Oil prices started August trading with fresh falls on Monday after several bearish reports, including rising output from OPEC, a rise in U.S. drilling and weak economic data from Asia.
Brent crude futures were trading at $43.46 per barrel at 0126 GMT (9:26 p.m. ET on Sunday), down 7 cents from their last close in July, when they already lost 12 percent over the month.
U.S. West Texas intermediate futures were trading at 41.58 per barrel, down 2 cents from July's last close. WTI shed 13 percent of value in July.
Overproduction of crude and a wave of refined products were the main factors weighing on oil.
"Last week's crude build in the U.S. and the return of production in both Canada and Nigeria was a rude awakening that rebalancing (of oil markets) is probably further away than the market thought," Singapore Exchange (SGX) said on Monday.
"Additionally, gasoline – which the majority of respondents to the SGX survey at the end of last year predicted would drive the oil complex this year – is now awash with stocks... On the paper side, some of the long positions amassed since the start of the year took profit and the net shorts are building."
Oil output from the Organization of the Petroleum Exporting Countries (OPEC) is likely in July to have reached its highest in recent history, at 33.41 million barrels per day (bpd) in July from a revised 33.31 million bpd in June, a Reuters survey found on Friday.
In OPEC-member Libya, the state oil company said on Sunday it welcomed the reopening of blockaded oil ports following a deal between the U.N.-backed government and an armed force, saying it would begin work to restart disrupted exports soon.
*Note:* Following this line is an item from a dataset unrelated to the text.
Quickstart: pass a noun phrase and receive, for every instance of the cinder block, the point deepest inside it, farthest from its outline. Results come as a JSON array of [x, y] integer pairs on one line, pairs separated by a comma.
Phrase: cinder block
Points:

In the United States, drillers last week added oil rigs for a fifth consecutive week as part of the biggest monthly rig count increase in over two years, Baker Hughes Inc said on Friday, adding three oil rigs to a total of 374, compared with 664 a year ago.
Just as oil supplies were rise, new economic concerns arose.
China's manufacturing activity unexpectedly shrank in July, with the official Purchasing Managers' Index (PMI) standing at 49.9 compared with 50 in June, putting it just below the 50-point mark that separates growth from contraction.
In South Korea, July exports fell at the fastest pace in three months, data showed on Monday, far worse than expectations.
Exports fell 10.2 percent on-year to $41.05 billion in July, their biggest fall since April this year.